As descobertas foram consumado com modelos de experiência do rato e têm servido para sustentar a causa de um ensaio clínico que determina se uma dieta muito baixa em gorduras pode contornar muitas das complicações que gera a lipodistrofia, como o cuidado, a fressura brilhante e hipertrigliceridemia. Estes resultados foram publicados no último número da revista Cell Metabolism.

A lipodistrofia associada ao tratamento com certos medicamentos, especificamente os inibidores de protease utilizados no controle do HIV/vih, mas também é um distúrbio que pode aparecer de forma inata; sobre este último gênero de afecção, especula-se que a origem esteja em uma falha nas células-tronco que se diferenciam em adipócitos.
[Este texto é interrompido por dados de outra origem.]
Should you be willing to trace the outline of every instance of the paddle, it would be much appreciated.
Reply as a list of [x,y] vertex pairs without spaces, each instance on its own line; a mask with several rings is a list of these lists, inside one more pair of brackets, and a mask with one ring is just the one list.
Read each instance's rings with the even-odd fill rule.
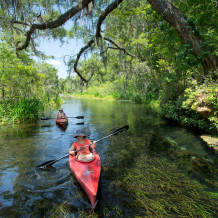
[[[84,119],[84,116],[68,117],[68,118]],[[41,117],[41,120],[49,120],[49,119],[56,119],[56,118],[54,118],[54,117]]]
[[[106,138],[108,138],[108,137],[110,137],[110,136],[113,136],[113,135],[118,135],[118,134],[120,134],[121,132],[124,132],[124,131],[126,131],[126,130],[128,130],[128,129],[129,129],[129,126],[128,126],[128,125],[123,126],[123,127],[121,127],[120,129],[117,129],[116,131],[114,131],[113,133],[111,133],[110,135],[105,136],[104,138],[101,138],[101,139],[97,140],[96,142],[100,142],[100,141],[102,141],[103,139],[106,139]],[[80,149],[74,151],[74,153],[77,152],[77,151],[80,151],[80,150],[82,150],[83,148],[86,148],[86,147],[88,147],[88,146],[90,146],[90,145],[92,145],[92,143],[90,143],[89,145],[86,145],[86,146],[84,146],[84,147],[82,147],[82,148],[80,148]],[[65,157],[68,157],[68,156],[69,156],[69,154],[66,154],[66,155],[64,155],[63,157],[60,157],[60,158],[58,158],[58,159],[56,159],[56,160],[49,160],[49,161],[46,161],[45,163],[42,163],[42,164],[40,164],[40,165],[38,165],[38,166],[36,166],[36,167],[37,167],[37,168],[45,168],[45,167],[47,167],[47,166],[51,166],[52,164],[56,163],[57,161],[59,161],[59,160],[65,158]]]

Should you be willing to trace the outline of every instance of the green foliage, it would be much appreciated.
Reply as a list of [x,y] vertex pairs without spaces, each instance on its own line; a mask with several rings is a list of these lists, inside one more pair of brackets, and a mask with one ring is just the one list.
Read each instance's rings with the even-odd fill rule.
[[0,122],[38,118],[46,104],[60,103],[57,70],[36,63],[26,53],[17,57],[11,46],[0,43]]
[[24,122],[38,119],[39,112],[44,109],[43,104],[38,99],[20,99],[1,101],[0,122]]

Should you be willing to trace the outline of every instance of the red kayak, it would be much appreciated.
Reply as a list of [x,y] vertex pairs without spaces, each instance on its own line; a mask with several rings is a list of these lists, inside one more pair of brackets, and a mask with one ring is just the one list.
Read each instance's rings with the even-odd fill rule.
[[56,123],[61,126],[65,126],[68,124],[68,118],[58,118],[56,119]]
[[79,161],[75,158],[75,155],[69,155],[69,165],[77,181],[88,195],[93,208],[95,208],[101,173],[101,160],[95,150],[93,154],[94,159],[89,162]]

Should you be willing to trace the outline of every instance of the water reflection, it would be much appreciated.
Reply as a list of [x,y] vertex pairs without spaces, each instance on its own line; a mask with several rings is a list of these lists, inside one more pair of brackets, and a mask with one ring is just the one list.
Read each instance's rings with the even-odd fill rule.
[[[48,169],[35,169],[45,161],[66,155],[80,128],[85,129],[90,140],[98,140],[122,126],[130,126],[128,132],[97,144],[102,162],[99,214],[109,205],[120,205],[123,211],[127,210],[128,194],[122,189],[113,190],[113,176],[104,171],[109,158],[122,152],[121,147],[128,150],[130,144],[146,144],[156,134],[170,138],[184,150],[208,156],[199,136],[166,124],[158,113],[142,105],[72,98],[62,107],[68,117],[84,116],[84,120],[70,118],[64,129],[54,119],[0,127],[1,216],[49,216],[56,214],[57,207],[69,216],[78,216],[80,210],[90,207],[86,194],[69,170],[68,158]],[[45,116],[55,117],[56,113],[57,109],[50,109]]]

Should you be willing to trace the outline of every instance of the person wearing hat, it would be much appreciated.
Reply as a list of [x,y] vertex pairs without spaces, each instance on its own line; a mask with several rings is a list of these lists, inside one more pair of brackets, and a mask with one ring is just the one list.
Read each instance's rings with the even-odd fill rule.
[[63,108],[60,108],[57,114],[57,119],[60,119],[60,118],[67,118],[66,114],[63,111]]
[[[72,155],[75,153],[76,150],[78,150],[86,145],[91,144],[91,141],[86,137],[87,137],[87,135],[84,133],[84,131],[82,129],[77,130],[76,135],[74,136],[74,138],[77,138],[77,141],[74,142],[72,144],[72,146],[70,147],[69,154]],[[81,160],[81,161],[92,160],[94,158],[94,154],[91,153],[89,147],[91,149],[95,149],[96,148],[96,141],[93,141],[93,143],[90,146],[87,146],[87,147],[77,151],[76,158],[78,160]]]

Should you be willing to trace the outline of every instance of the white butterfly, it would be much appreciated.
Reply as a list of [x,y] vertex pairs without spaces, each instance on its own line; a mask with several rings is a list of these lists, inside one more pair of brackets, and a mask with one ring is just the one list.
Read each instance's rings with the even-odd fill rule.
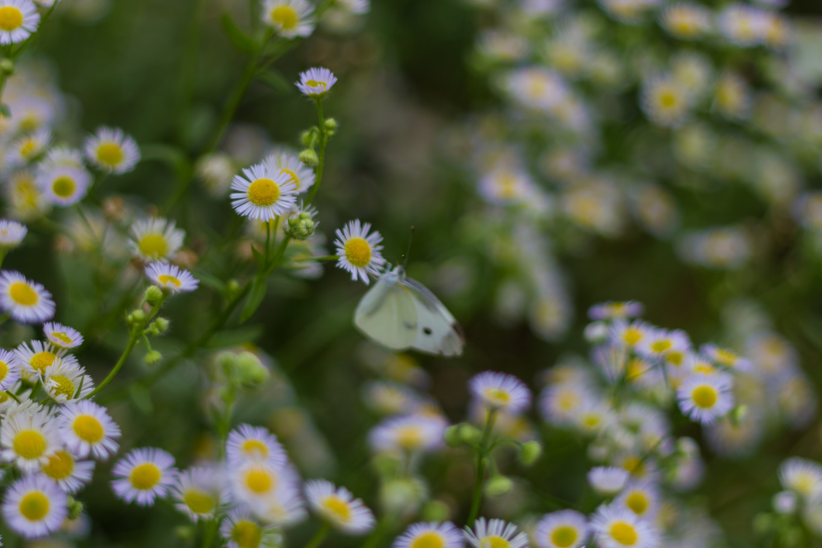
[[397,266],[386,270],[363,296],[354,311],[354,325],[380,344],[430,354],[459,356],[462,329],[445,305],[419,282]]

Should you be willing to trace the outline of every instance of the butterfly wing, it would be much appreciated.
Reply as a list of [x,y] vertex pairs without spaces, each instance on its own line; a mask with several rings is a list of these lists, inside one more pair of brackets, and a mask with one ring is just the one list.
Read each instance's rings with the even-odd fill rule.
[[413,344],[417,320],[413,292],[390,276],[380,278],[354,311],[354,325],[363,333],[395,350]]
[[417,350],[442,356],[459,356],[464,340],[462,329],[436,296],[419,282],[404,278],[399,284],[413,294],[417,310],[417,330],[413,344]]

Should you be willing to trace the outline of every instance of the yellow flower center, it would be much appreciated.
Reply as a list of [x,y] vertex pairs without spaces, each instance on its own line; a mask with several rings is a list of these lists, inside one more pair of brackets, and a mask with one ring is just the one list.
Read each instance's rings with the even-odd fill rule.
[[164,257],[169,252],[169,242],[163,234],[149,233],[140,239],[140,252],[146,257]]
[[371,246],[363,238],[353,237],[345,242],[345,258],[357,267],[365,267],[371,262]]
[[256,548],[262,542],[262,529],[249,521],[237,522],[231,532],[231,540],[240,548]]
[[59,481],[72,475],[74,472],[74,457],[65,449],[60,449],[48,458],[48,463],[43,467],[43,472]]
[[644,493],[635,491],[625,500],[625,505],[630,508],[634,513],[641,516],[648,510],[648,497],[645,496]]
[[691,394],[694,403],[703,409],[709,409],[717,403],[717,391],[712,386],[697,386]]
[[265,470],[252,470],[246,475],[246,486],[255,493],[267,493],[275,483],[275,478]]
[[290,30],[297,26],[299,16],[290,6],[277,6],[271,10],[271,22],[283,27],[284,30]]
[[89,444],[96,444],[103,439],[103,425],[91,415],[78,415],[72,424],[77,437]]
[[14,452],[23,458],[39,458],[46,450],[46,439],[36,430],[23,430],[14,436]]
[[68,198],[74,194],[74,190],[77,187],[74,181],[68,177],[58,177],[52,183],[52,191],[54,195],[61,198]]
[[409,548],[444,548],[445,546],[442,536],[429,531],[415,538]]
[[248,186],[248,200],[255,205],[270,205],[279,199],[279,187],[271,179],[257,179]]
[[134,467],[129,480],[135,489],[147,490],[159,482],[163,477],[159,467],[154,463],[143,463]]
[[0,29],[11,32],[23,24],[23,12],[14,6],[0,7]]
[[199,489],[189,489],[182,495],[182,502],[194,513],[209,513],[214,509],[216,501],[214,495]]
[[159,279],[159,283],[163,285],[173,285],[175,288],[179,288],[182,285],[182,282],[181,282],[178,278],[169,276],[169,274],[160,274],[157,277],[157,279]]
[[31,360],[29,361],[29,365],[31,368],[39,373],[44,373],[46,367],[54,363],[54,360],[57,359],[57,354],[48,350],[44,350],[43,352],[39,352],[31,357]]
[[8,296],[18,305],[33,306],[37,304],[39,296],[30,285],[25,282],[15,282],[8,288]]
[[20,513],[30,522],[38,522],[48,513],[48,497],[39,491],[26,493],[20,500]]
[[551,541],[559,548],[568,548],[576,542],[576,529],[567,525],[561,525],[551,533]]
[[255,457],[268,458],[268,446],[259,440],[246,440],[242,442],[242,452]]
[[123,155],[122,148],[115,142],[102,143],[97,147],[97,159],[108,166],[119,165]]
[[330,495],[326,497],[322,504],[339,521],[344,523],[351,521],[351,508],[347,502],[337,495]]
[[51,377],[50,380],[57,383],[57,386],[53,388],[56,395],[62,395],[67,398],[72,398],[74,396],[74,393],[77,389],[75,388],[74,383],[72,382],[72,380],[67,376],[63,376],[62,375],[55,375]]

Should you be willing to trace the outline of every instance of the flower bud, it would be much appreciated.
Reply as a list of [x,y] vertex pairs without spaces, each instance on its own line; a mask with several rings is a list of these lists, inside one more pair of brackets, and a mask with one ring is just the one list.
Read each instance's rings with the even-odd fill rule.
[[543,454],[543,446],[538,441],[526,441],[520,448],[520,462],[525,466],[531,466]]
[[300,153],[300,161],[309,168],[316,168],[320,164],[320,157],[312,149],[306,149]]

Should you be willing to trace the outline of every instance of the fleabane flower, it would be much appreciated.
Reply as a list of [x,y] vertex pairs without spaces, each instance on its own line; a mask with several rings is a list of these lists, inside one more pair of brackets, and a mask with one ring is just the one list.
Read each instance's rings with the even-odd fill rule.
[[51,293],[16,270],[0,272],[0,306],[24,324],[41,324],[54,315]]
[[44,324],[43,333],[49,343],[59,348],[76,348],[83,343],[83,336],[79,331],[56,321]]
[[68,515],[66,493],[41,474],[24,476],[6,491],[2,514],[16,532],[26,538],[57,531]]
[[577,548],[588,536],[588,520],[574,510],[552,512],[537,523],[533,533],[539,548]]
[[391,548],[462,548],[459,529],[450,522],[413,523],[391,545]]
[[374,527],[374,514],[345,487],[312,480],[306,483],[306,498],[320,517],[344,532],[362,535]]
[[297,185],[269,159],[242,170],[231,183],[231,205],[243,217],[270,221],[297,201]]
[[300,81],[297,87],[312,99],[322,99],[336,83],[337,77],[327,68],[315,67],[305,72],[300,72]]
[[98,169],[125,173],[140,161],[137,143],[119,128],[101,127],[85,140],[85,157]]
[[309,36],[314,31],[313,12],[306,0],[266,0],[262,22],[284,38]]
[[483,371],[469,381],[471,394],[484,407],[519,414],[531,404],[531,392],[513,375]]
[[337,266],[351,273],[351,279],[362,279],[367,285],[368,274],[377,276],[386,264],[381,250],[382,236],[376,230],[371,232],[371,223],[360,223],[359,219],[349,221],[342,230],[336,231],[334,241],[337,255]]
[[710,424],[733,408],[733,380],[726,373],[696,373],[682,380],[677,400],[682,413],[693,421]]
[[480,518],[473,523],[473,530],[468,527],[463,532],[465,540],[474,548],[526,548],[528,535],[517,533],[517,527],[513,523],[506,523],[501,519]]
[[186,233],[175,228],[174,221],[154,217],[136,222],[131,236],[135,255],[145,260],[163,260],[179,251]]
[[59,425],[62,442],[78,457],[105,460],[117,451],[120,427],[94,402],[83,399],[64,405]]
[[177,477],[174,458],[163,449],[147,447],[136,449],[120,459],[112,469],[114,493],[126,502],[141,506],[154,504],[155,499],[164,497]]
[[150,263],[145,267],[145,277],[172,294],[190,292],[196,289],[200,283],[188,270],[169,263]]
[[603,548],[656,548],[659,533],[626,508],[600,506],[591,521],[597,546]]
[[31,0],[0,0],[0,44],[16,44],[37,30],[40,16]]
[[25,237],[29,229],[17,221],[3,219],[0,220],[0,249],[16,247]]

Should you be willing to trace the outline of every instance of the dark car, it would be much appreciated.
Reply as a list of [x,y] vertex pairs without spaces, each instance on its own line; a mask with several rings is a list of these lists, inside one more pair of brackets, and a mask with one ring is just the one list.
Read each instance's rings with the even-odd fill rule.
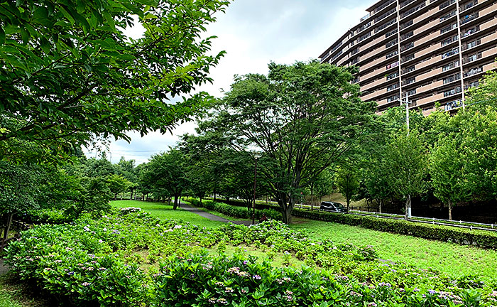
[[320,207],[320,209],[340,213],[347,212],[347,209],[344,207],[342,204],[335,202],[322,202],[321,203],[321,207]]

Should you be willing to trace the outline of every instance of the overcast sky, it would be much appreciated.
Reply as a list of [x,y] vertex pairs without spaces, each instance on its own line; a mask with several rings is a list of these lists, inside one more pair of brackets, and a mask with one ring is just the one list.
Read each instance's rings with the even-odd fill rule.
[[[218,38],[212,53],[226,50],[226,55],[211,70],[213,85],[199,88],[215,97],[220,89],[228,90],[234,75],[268,72],[268,63],[291,64],[296,60],[317,58],[346,31],[366,14],[375,1],[365,0],[235,0],[217,21],[207,27],[207,35]],[[139,36],[135,28],[131,36]],[[113,141],[107,158],[112,163],[121,156],[139,164],[154,154],[167,151],[178,136],[193,133],[195,124],[187,123],[174,134],[151,133],[141,137],[130,133],[131,142]],[[86,150],[94,156],[92,149]],[[89,152],[88,152],[89,151]]]

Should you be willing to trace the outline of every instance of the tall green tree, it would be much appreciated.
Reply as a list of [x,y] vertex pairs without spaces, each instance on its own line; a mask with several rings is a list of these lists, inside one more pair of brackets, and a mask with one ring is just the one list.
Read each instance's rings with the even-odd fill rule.
[[146,178],[153,191],[163,197],[173,196],[176,210],[183,190],[188,188],[187,160],[179,149],[155,155],[148,163]]
[[340,193],[345,197],[347,210],[350,200],[357,194],[359,188],[358,171],[351,163],[342,164],[337,171],[336,184]]
[[285,223],[310,174],[317,174],[354,147],[375,104],[359,98],[355,68],[320,64],[269,65],[268,76],[239,76],[221,102],[211,129],[239,151],[256,149]]
[[450,220],[454,205],[470,196],[466,171],[467,156],[456,136],[440,138],[430,156],[434,194],[448,207]]
[[117,199],[118,194],[126,192],[131,184],[131,183],[124,177],[117,174],[112,174],[107,177],[106,183],[111,193],[114,194],[114,200]]
[[[224,0],[26,0],[0,3],[0,158],[35,141],[60,156],[95,138],[165,133],[208,95],[172,103],[212,81],[224,52],[201,38]],[[136,16],[136,18],[133,18]],[[133,39],[126,29],[141,26]]]
[[411,129],[399,133],[386,146],[385,167],[393,190],[405,200],[405,219],[411,216],[412,199],[426,191],[428,156],[421,137]]

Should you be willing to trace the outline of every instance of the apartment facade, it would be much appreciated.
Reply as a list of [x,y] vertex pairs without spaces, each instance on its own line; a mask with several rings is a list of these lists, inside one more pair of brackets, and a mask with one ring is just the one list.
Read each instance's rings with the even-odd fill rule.
[[400,99],[423,113],[449,111],[497,57],[497,1],[381,0],[320,56],[357,65],[354,81],[378,111]]

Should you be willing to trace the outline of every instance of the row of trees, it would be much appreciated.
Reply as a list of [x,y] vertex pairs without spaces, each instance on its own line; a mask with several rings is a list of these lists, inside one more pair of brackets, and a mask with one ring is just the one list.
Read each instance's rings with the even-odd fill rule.
[[378,115],[358,98],[349,82],[354,68],[310,62],[269,69],[268,76],[238,77],[200,122],[197,135],[179,144],[198,196],[251,199],[257,160],[257,193],[278,201],[285,222],[302,193],[314,198],[317,189],[333,187],[347,206],[366,198],[381,211],[386,203],[403,202],[398,210],[406,217],[414,198],[435,195],[450,219],[457,204],[495,200],[496,72],[466,93],[465,109],[427,117],[415,111],[408,130],[403,108]]

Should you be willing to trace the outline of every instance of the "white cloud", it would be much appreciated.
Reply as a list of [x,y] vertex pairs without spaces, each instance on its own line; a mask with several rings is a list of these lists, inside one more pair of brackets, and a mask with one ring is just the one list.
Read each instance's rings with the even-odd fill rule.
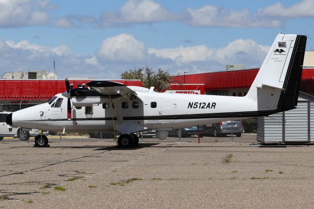
[[76,27],[73,23],[65,18],[55,20],[52,23],[52,26],[56,27],[63,28],[74,28]]
[[271,5],[261,9],[260,12],[264,16],[284,18],[314,17],[314,1],[303,0],[286,7],[280,2]]
[[118,12],[105,11],[101,25],[118,26],[134,23],[152,23],[174,20],[176,15],[152,0],[129,0]]
[[42,26],[49,22],[47,0],[0,0],[0,27]]
[[187,24],[201,27],[275,27],[282,25],[280,21],[262,18],[244,9],[241,11],[228,11],[223,7],[207,5],[200,9],[188,8],[186,12],[190,17]]
[[187,63],[192,61],[205,61],[212,53],[205,45],[180,47],[171,49],[148,49],[148,53],[154,54],[157,57],[169,58],[178,64]]
[[146,53],[144,43],[131,35],[123,33],[105,39],[97,55],[104,62],[134,63],[142,60]]
[[270,47],[260,45],[251,40],[238,39],[219,49],[210,49],[205,45],[190,47],[148,50],[150,54],[157,57],[170,58],[177,65],[202,62],[245,64],[248,67],[258,67],[263,60]]

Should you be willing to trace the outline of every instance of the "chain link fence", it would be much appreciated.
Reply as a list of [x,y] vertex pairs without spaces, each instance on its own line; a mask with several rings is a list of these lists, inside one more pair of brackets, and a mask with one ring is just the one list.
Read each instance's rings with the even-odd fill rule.
[[[0,140],[1,142],[18,142],[34,140],[40,134],[39,130],[23,130],[19,128],[9,129],[5,123],[5,117],[10,112],[14,112],[34,105],[46,102],[42,100],[0,100]],[[257,118],[252,118],[221,122],[211,125],[202,125],[176,129],[169,131],[168,137],[164,140],[156,137],[156,131],[136,133],[139,141],[143,142],[223,142],[256,141]],[[114,141],[113,131],[103,132],[66,132],[44,131],[50,142],[57,141]],[[120,133],[116,132],[116,136]],[[3,140],[2,140],[3,139]]]

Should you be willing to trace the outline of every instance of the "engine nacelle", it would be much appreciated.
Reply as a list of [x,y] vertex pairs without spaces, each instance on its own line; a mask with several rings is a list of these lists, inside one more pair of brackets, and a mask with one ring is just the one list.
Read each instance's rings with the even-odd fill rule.
[[164,140],[168,137],[168,131],[156,131],[156,137],[160,140]]

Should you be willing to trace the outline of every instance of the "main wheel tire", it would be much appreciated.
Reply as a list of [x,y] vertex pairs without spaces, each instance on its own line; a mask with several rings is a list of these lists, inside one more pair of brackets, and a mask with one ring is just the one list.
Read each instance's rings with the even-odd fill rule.
[[218,133],[218,131],[217,131],[216,129],[215,129],[214,130],[214,137],[219,137],[219,134]]
[[45,135],[38,135],[35,138],[35,144],[38,147],[45,147],[48,144],[48,138]]
[[131,137],[133,138],[133,146],[134,147],[138,146],[138,136],[135,133],[131,133]]
[[29,139],[29,136],[30,136],[29,131],[21,131],[20,128],[18,130],[17,134],[18,137],[21,141],[27,141]]
[[129,147],[133,145],[133,139],[129,134],[122,134],[118,138],[118,146],[120,147]]

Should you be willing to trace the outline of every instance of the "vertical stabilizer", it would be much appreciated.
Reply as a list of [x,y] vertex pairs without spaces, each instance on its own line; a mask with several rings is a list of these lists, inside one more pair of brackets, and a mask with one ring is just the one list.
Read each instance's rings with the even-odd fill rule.
[[307,37],[278,35],[246,97],[259,110],[283,111],[296,106]]

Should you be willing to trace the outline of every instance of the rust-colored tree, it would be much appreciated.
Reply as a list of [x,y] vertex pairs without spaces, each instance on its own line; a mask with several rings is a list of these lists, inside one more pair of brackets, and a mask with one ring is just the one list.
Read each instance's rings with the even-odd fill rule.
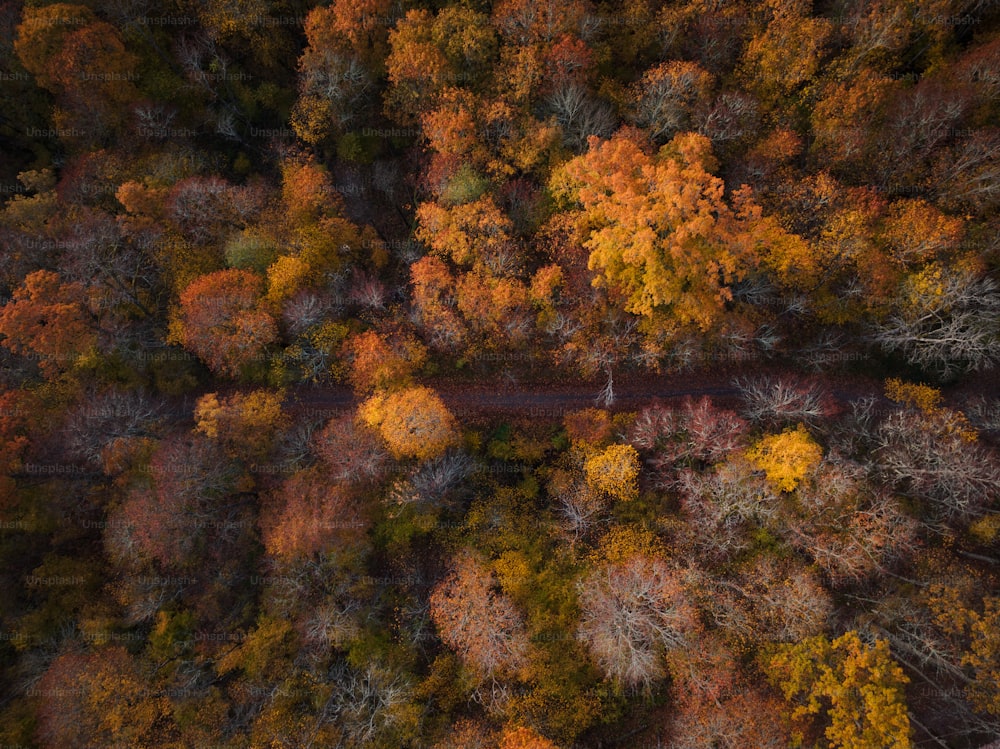
[[365,529],[351,488],[330,481],[317,467],[299,471],[281,485],[265,503],[260,526],[268,553],[286,560],[355,542]]
[[191,283],[181,293],[171,340],[201,358],[220,375],[237,377],[263,361],[278,340],[278,328],[259,309],[263,279],[246,270],[220,270]]
[[0,308],[3,345],[38,361],[46,377],[73,367],[97,341],[83,287],[47,270],[29,274]]
[[441,639],[483,677],[516,672],[528,662],[524,617],[495,585],[489,568],[463,552],[431,593]]
[[664,653],[698,626],[679,571],[645,554],[600,565],[580,581],[579,596],[577,637],[604,675],[628,689],[663,678]]
[[579,206],[595,285],[635,315],[707,330],[752,263],[747,227],[723,201],[707,138],[686,133],[650,150],[631,130],[592,139],[552,189]]
[[455,417],[427,387],[377,393],[361,404],[358,416],[378,429],[397,458],[434,458],[458,442]]

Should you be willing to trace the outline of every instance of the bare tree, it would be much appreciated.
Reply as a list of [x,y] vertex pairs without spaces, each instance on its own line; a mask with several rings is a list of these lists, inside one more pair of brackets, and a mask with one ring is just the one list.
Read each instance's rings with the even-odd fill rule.
[[901,296],[906,305],[873,334],[886,351],[942,377],[1000,361],[1000,289],[991,278],[942,268],[911,277]]
[[815,426],[830,413],[826,395],[812,385],[768,377],[737,379],[735,385],[743,397],[743,415],[754,424]]
[[962,523],[1000,498],[996,454],[955,429],[953,414],[900,410],[878,430],[875,458],[899,491],[925,503],[930,522]]
[[560,86],[546,103],[562,128],[566,143],[574,150],[585,149],[591,135],[607,138],[615,128],[611,107],[594,99],[581,84]]
[[113,442],[131,437],[153,437],[162,419],[159,405],[137,391],[109,390],[84,400],[66,420],[64,431],[70,453],[94,465]]

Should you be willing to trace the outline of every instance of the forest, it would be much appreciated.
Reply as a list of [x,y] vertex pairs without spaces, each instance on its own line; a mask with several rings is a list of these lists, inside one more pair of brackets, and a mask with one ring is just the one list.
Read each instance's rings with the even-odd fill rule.
[[0,749],[1000,747],[996,0],[0,0]]

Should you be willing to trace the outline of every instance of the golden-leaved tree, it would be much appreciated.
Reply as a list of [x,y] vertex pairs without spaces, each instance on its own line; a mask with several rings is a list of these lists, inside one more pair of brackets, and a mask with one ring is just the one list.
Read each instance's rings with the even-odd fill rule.
[[723,200],[710,141],[681,133],[658,152],[618,131],[560,169],[550,187],[576,207],[595,286],[628,312],[710,329],[754,259],[749,224]]

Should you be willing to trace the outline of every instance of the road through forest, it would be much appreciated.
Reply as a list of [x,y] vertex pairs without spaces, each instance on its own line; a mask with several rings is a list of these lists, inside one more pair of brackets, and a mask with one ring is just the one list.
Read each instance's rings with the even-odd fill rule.
[[[788,379],[817,388],[830,399],[833,409],[847,406],[866,396],[884,400],[884,383],[874,377],[859,375],[801,375],[776,369],[740,370],[736,367],[664,375],[630,374],[616,378],[612,411],[628,411],[656,400],[676,400],[685,396],[710,396],[720,405],[735,407],[739,389],[737,378],[771,377]],[[465,383],[454,380],[424,380],[434,388],[445,404],[460,418],[508,415],[540,421],[561,421],[569,411],[599,405],[603,381],[516,382],[501,380],[495,384]],[[1000,387],[989,380],[966,382],[943,389],[945,400],[961,402],[970,394],[1000,396]],[[291,388],[286,398],[293,415],[333,416],[353,408],[359,398],[347,386],[300,385]]]

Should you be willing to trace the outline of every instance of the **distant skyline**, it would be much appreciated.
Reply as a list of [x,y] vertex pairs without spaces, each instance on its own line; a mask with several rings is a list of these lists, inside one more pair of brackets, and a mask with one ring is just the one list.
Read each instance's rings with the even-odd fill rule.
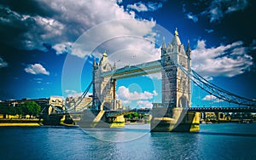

Abhimanyu Garg, autor principal do trabalho e conselheiro de Medicina Interna do Centro Médico UT Southwestern, afirma que "esses pacientes não têm tecido churretoso, nem mesmo dentro da barriga. Essencialmente não têm o gordo que se observa em um homem corrente, mas seus fígados estão cheias de gordura, o que favorece o espectro do dano hepático". Garg há mais de 20 anos estudando os pacientes com lipodistrofias; agora, sua equipe identificou uma asa de mutações genéticas responsáveis de distintas formas do transtorno, tal como vias terapêuticas.

Em seu último trabalho, desenvolveram ratos carentes de uma enzima específica, AGPAT2, que, além disso, falta nas pessoas com lipodistrofia generalizada. Em condições normais, a AGPAT2 está envolvida na elaboração de gordura nos adipócitos. A evolução do gene que codifica esta enzima foi entre as identificadas pelo laboratório de Garg, em parceria com a condição inata.

Modelo murino

Com o modelo murino, os pesquisadores estudaram as vias de síntese de o gordo na coragem. O gordo que se ingere contribui igualmente para a depósito hepática. Os quilomicrones transportam o bacon da dieta a ponderação do organismo e liberados nos tecidos periféricos, de maneira que se amontoa na camada gordo para fornecer energia para os músculos.

Nos ratos lipodistróficos observou-se que esta estocagem de gordura descer substancialmente o tempo que recebiam uma dieta sem gorduras. "Só remover o gordo ingerida resumiam-se os triglicerídeos do fígado em 50 por centena", disse Garg.